City in Gilan province, Iran

Khomam (خمام) (Note: Also romanized as Khemam and Khomām; also known as Bāzār Khomām, Bāzār-i-Khuman, and Khumam (خۊمام)) is a city in the Central District of Khomam County, Gilan province, Iran, serving as the capital of both the county and the district.

The city of Khomam is on the road connecting the two major and tourist cities of Gilan province, Rasht and Anzali. According to the police, Rasht to Khomam was the second-busiest road in the province in 2015.

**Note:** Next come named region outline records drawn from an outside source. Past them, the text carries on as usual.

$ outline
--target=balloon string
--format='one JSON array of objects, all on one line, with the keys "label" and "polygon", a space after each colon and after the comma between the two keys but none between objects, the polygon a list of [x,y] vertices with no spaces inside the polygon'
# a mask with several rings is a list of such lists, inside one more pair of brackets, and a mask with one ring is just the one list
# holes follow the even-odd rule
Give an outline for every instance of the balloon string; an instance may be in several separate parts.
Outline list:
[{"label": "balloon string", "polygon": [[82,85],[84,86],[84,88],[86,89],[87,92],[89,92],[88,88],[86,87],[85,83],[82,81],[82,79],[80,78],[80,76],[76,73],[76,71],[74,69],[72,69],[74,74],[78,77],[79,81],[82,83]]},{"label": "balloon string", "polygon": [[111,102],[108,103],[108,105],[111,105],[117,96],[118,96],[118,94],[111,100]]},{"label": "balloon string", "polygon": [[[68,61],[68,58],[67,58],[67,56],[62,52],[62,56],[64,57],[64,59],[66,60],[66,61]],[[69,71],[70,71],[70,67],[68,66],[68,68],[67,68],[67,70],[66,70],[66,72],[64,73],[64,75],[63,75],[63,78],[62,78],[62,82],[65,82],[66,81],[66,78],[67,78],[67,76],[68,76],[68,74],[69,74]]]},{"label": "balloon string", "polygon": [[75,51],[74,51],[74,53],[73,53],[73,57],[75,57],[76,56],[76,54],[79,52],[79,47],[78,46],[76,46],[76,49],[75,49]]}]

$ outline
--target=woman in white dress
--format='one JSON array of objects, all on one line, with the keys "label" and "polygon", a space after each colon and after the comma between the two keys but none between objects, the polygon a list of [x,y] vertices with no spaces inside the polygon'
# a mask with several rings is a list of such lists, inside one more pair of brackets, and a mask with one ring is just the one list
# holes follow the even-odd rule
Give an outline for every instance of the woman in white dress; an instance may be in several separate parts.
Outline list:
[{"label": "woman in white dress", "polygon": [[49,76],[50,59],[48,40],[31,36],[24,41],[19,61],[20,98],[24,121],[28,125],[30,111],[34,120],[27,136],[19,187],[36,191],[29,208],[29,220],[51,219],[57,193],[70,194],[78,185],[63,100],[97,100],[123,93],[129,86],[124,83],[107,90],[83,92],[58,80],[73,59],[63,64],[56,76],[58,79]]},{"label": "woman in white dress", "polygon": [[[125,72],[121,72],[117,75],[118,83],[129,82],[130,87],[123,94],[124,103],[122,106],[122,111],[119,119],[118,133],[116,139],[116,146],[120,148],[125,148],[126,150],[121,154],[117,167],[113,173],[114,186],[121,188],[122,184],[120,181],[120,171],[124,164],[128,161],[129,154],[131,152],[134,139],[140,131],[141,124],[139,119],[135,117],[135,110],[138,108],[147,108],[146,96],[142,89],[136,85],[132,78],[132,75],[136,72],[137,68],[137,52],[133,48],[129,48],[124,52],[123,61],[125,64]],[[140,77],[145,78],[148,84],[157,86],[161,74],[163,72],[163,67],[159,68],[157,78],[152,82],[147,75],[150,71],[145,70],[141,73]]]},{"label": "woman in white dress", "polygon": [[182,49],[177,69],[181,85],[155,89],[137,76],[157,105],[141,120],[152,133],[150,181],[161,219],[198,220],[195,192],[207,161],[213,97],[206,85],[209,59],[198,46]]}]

Khomam is the nearest city to the center of Gilan province, Rasht, about 7 km, and to Bandar-e Anzali it is 15 km. Khomam is connected to the Caspian Sea in the north through the coast of Jafrud Bala (1.5 km long) and is considered a border town. In the west it is connected to the east coast of Anzali Lagoon through Dahaneh Sar-e Sheyjan village and Jirsar-e Baqer Khaleh village. 7 villages in the suburbs of Khomam are part of the Anzali Free Zone.

==Demographics==
===Population===
At the time of the 2006 National Census, the city's population was 12,901 in 3,816 households, when it was capital of the former Khomam District in Rasht County. The following census in 2011 counted 17,106 people in 5,605 households. The 2016 census measured the population of the city as 20,897 people in 7,143 households.

In 2020, the district was separated from the county in the establishment of Khomam County, and Khomam was transferred to the new Central District as the county's capital.